Part of growing older is admitting it is happening. I struggle with this. Inside, I’m 30 years old.
I still feel awkward in crowds. I still fear public speaking and I still worry about how my hair/shape/makeup look. I always imagined that when I got old, I would be confident and oblivious to such things, because – well – I’d be old.
But that’s one of life’s biggest jokes, my mother always said. You feel the same inside while your body continues to hold your younger self hostage in ever-increasing decrepitude. And you really don’t notice until you pass a mirror or visit a specialist for conditions no one under 30 gets or try to run or trot without consequences.
I’ve tried to stay cool and current. I’m computer literate, cell phone savvy (although using the word savvy dates me) and I know what WOKE and FLEEK mean. Yay.
My glasses are modern; no rimless bifocals with circles for close-up vision. My hair has peek-a-boo purple streaks right now, although they are so faint nobody can really see them. I know they’re there. Cool.

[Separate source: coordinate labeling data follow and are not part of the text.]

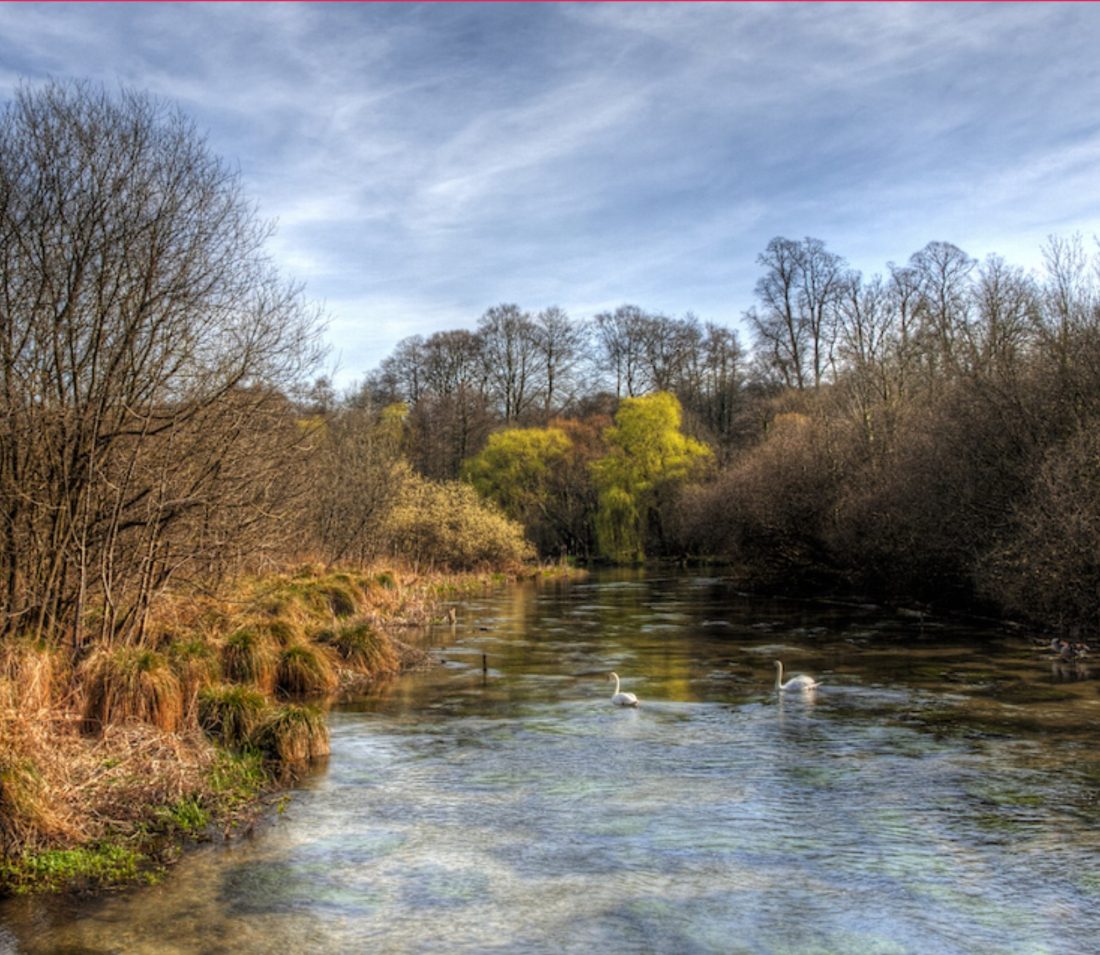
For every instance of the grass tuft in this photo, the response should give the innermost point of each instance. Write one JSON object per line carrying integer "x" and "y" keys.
{"x": 231, "y": 714}
{"x": 294, "y": 733}
{"x": 249, "y": 657}
{"x": 130, "y": 684}
{"x": 305, "y": 670}
{"x": 363, "y": 649}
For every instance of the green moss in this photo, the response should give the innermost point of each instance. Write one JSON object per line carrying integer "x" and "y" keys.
{"x": 91, "y": 867}
{"x": 187, "y": 816}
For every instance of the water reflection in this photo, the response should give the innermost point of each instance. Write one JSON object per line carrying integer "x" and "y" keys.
{"x": 935, "y": 794}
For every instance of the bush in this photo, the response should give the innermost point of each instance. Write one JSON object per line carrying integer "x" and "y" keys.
{"x": 444, "y": 525}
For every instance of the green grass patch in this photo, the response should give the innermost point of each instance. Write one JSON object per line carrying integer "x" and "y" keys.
{"x": 92, "y": 867}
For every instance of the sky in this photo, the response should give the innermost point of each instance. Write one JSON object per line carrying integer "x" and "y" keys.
{"x": 426, "y": 162}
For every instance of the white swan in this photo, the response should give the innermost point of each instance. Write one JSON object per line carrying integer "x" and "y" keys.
{"x": 800, "y": 682}
{"x": 618, "y": 698}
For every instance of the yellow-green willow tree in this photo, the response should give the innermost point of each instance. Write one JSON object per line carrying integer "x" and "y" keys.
{"x": 145, "y": 347}
{"x": 647, "y": 453}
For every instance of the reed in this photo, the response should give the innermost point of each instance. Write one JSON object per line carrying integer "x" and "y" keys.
{"x": 196, "y": 666}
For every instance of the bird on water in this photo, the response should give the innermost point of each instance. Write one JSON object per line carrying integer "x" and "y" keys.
{"x": 619, "y": 698}
{"x": 799, "y": 682}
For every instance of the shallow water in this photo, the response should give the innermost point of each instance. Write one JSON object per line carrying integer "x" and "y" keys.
{"x": 936, "y": 794}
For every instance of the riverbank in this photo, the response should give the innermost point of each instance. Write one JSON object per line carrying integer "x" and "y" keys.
{"x": 111, "y": 763}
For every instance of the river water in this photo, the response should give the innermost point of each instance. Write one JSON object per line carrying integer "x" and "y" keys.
{"x": 936, "y": 794}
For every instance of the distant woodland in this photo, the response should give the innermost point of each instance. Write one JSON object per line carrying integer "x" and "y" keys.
{"x": 928, "y": 432}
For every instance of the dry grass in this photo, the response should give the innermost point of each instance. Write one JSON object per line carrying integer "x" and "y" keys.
{"x": 294, "y": 733}
{"x": 156, "y": 709}
{"x": 305, "y": 670}
{"x": 250, "y": 656}
{"x": 231, "y": 714}
{"x": 130, "y": 684}
{"x": 363, "y": 649}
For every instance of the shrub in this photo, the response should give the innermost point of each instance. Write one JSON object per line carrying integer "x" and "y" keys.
{"x": 446, "y": 525}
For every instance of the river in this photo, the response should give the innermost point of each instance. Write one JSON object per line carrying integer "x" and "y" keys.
{"x": 937, "y": 793}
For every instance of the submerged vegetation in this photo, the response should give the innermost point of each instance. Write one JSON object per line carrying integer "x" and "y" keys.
{"x": 930, "y": 434}
{"x": 105, "y": 768}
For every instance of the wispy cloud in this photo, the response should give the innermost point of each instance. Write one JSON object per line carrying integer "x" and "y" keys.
{"x": 426, "y": 162}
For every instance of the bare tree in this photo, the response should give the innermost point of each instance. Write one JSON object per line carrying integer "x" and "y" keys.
{"x": 794, "y": 326}
{"x": 510, "y": 355}
{"x": 559, "y": 343}
{"x": 138, "y": 304}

I’ve given up jeans for leggings, the stretch pants of my era.
My legs are pretty thin compared to my torso, so if I top my leggings with a roomy, long top I imagine I look lithe.
But sometimes, I wonder if I look like Foghorn Leghorn, with his spindly legs and puffed out chest. Either lithe or Foghorn-like, at least I’m trying to look presentable.

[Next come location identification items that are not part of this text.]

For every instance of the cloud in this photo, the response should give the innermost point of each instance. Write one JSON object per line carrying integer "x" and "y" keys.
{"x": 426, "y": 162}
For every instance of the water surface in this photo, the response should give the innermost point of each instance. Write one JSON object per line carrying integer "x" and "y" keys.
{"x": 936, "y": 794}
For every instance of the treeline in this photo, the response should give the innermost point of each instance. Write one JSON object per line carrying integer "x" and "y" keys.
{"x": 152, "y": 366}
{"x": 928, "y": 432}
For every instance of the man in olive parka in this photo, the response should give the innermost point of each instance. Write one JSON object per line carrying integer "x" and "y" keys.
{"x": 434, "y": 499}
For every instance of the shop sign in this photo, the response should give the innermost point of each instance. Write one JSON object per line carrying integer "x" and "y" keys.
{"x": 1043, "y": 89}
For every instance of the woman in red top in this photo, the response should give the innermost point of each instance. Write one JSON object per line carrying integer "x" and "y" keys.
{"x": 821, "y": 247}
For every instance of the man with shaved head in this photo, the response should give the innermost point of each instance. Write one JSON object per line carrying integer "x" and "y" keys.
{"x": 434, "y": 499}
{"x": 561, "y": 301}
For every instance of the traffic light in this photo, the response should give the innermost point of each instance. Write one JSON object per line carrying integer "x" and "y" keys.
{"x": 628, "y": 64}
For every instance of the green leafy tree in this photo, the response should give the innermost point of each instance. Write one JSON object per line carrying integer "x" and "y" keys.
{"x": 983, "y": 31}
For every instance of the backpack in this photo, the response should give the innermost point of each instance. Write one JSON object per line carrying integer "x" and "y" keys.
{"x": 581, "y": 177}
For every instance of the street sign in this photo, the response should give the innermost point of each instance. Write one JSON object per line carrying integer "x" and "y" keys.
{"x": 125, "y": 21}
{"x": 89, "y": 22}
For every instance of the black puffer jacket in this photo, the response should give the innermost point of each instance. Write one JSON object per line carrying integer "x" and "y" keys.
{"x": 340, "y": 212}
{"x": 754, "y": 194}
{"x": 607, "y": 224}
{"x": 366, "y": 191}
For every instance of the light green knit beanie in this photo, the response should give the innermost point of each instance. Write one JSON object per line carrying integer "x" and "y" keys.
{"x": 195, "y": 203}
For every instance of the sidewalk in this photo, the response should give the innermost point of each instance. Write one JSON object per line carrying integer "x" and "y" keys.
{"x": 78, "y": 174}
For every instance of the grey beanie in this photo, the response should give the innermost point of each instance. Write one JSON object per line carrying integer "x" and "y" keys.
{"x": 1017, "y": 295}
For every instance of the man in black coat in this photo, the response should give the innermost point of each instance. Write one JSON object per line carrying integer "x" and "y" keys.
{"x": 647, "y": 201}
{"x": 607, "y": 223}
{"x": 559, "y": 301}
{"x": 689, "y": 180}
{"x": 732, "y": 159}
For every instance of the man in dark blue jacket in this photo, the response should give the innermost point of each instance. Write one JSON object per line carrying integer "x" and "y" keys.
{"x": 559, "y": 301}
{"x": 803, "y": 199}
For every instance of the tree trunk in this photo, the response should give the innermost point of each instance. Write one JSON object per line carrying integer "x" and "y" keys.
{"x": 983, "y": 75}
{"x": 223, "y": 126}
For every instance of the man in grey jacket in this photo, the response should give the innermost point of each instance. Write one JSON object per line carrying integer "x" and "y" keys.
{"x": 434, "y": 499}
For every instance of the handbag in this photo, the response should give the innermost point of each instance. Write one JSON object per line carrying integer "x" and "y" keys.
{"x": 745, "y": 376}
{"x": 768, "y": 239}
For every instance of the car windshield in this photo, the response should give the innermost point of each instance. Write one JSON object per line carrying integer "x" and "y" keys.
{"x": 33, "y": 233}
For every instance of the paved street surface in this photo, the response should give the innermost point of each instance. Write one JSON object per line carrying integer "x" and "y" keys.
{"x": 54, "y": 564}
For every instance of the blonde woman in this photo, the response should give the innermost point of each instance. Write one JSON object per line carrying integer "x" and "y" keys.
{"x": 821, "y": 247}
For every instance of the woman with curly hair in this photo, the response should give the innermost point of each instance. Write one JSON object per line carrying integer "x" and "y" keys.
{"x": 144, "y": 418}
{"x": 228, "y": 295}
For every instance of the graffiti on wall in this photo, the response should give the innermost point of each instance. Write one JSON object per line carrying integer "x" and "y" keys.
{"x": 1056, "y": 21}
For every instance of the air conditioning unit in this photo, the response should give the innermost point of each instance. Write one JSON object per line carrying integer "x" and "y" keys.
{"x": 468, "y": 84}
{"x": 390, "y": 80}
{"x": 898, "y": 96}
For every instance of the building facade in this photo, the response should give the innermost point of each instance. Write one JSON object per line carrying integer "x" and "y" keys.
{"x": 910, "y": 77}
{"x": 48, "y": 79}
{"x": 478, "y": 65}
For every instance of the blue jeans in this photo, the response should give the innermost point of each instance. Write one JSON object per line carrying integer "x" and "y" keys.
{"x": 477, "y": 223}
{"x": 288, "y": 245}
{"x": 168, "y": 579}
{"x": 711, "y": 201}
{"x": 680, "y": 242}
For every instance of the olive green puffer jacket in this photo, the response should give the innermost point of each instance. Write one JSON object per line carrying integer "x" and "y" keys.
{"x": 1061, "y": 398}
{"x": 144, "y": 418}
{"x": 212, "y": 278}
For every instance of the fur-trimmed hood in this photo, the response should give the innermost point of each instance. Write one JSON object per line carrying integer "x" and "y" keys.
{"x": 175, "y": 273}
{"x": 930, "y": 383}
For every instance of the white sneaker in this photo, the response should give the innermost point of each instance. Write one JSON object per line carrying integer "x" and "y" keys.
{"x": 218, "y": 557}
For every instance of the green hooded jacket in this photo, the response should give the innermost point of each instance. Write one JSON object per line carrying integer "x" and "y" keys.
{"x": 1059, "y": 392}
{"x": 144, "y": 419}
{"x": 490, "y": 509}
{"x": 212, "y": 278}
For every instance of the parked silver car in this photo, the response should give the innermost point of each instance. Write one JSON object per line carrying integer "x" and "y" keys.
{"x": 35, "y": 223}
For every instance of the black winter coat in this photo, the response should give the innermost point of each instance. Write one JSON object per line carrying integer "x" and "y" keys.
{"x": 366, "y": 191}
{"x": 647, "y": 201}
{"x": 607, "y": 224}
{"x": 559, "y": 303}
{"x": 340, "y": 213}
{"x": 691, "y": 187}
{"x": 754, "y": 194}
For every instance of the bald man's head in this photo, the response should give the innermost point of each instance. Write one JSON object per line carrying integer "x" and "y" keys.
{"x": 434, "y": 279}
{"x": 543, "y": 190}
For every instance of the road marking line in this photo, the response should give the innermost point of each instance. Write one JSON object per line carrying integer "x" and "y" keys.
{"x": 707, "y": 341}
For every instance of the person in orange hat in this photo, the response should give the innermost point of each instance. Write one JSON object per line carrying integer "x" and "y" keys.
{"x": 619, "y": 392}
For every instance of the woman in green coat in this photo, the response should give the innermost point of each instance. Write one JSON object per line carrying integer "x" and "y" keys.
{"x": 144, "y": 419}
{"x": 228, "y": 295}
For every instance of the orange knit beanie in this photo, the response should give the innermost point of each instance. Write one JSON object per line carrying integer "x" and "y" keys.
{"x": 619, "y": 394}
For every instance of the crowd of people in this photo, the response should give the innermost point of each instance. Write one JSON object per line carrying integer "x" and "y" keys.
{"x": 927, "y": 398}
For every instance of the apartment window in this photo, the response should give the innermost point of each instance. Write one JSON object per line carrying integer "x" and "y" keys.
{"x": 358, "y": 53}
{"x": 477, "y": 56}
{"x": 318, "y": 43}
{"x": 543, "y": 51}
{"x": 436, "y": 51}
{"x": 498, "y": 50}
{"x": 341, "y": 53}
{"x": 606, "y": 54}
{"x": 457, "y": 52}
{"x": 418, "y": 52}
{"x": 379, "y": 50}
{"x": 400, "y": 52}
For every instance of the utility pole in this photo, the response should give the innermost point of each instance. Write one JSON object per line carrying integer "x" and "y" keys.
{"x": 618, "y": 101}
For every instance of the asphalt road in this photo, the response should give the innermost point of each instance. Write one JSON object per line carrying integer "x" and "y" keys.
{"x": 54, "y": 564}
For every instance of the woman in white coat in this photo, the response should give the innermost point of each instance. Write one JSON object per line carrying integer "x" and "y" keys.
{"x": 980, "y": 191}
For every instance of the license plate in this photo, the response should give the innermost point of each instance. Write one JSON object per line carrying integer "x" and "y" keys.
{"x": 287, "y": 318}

I don’t drive with my hands at 10 and 2, hunched over and tentative as I motor along. I’m still 30 in my car; confident and assertive in traffic. And I still growl at dawdlers, muttering, “C’mon, Grandma.” Then I wince, realizing that I’m a grandma, too. But I’m not THAT kind of grandma.
Sooner or later, I have to come to the realization that aging has not skipped my mind or body. I see and feel the clues; I rationalize them by telling myself I just need to exercise more or simplify my crazy busy schedule. My calendar is empty, though, and I sometimes have to take several strong body sways to fold down my recliner.
Who am I kidding.
The proof is dancing before me; doing the Twist and Watusi to music whose words my fuzzy hearing can’t quite make out. I have to come to terms with my aging.
My kids have. Those who see me everyday have. The mirror has.
So. Here are some things I do that support an OK BOOMER description of my life.
1. I know very few of the musical guests on SNL. I fast-forward through the racket and bemoan the demise of good music.
2. I feel compelled to bond with grocery store checkers, restaurant servers, and fellow shoppers. I spew random clever comments to anyone who interacts with me so I seem relatable and worthy of my appearing in public.
3. My pill bottles are piled along the sink, ready for gulping each night. I used to imagine I could probably do fine without this one or that one; now I realize they’re all vital to my continuing to exist.
4. As much as I hate to admit it and hate even more actually DOING it, I check the temperature each morning before I go out to make sure I dress appropriately for the brisk weather. And, yes, I just used the word BRISK. Yikes.
5. All of my shoes are flat on the bottom.
And finally, I want to teach my granddaughter how to Hopscotch, but I realize I can no longer hop. And, as her mother pointed out: “Then you’ll just be teaching her Scotch…which is a whole other thing.”
I don’t know what is more painful, getting old or finding out you already are.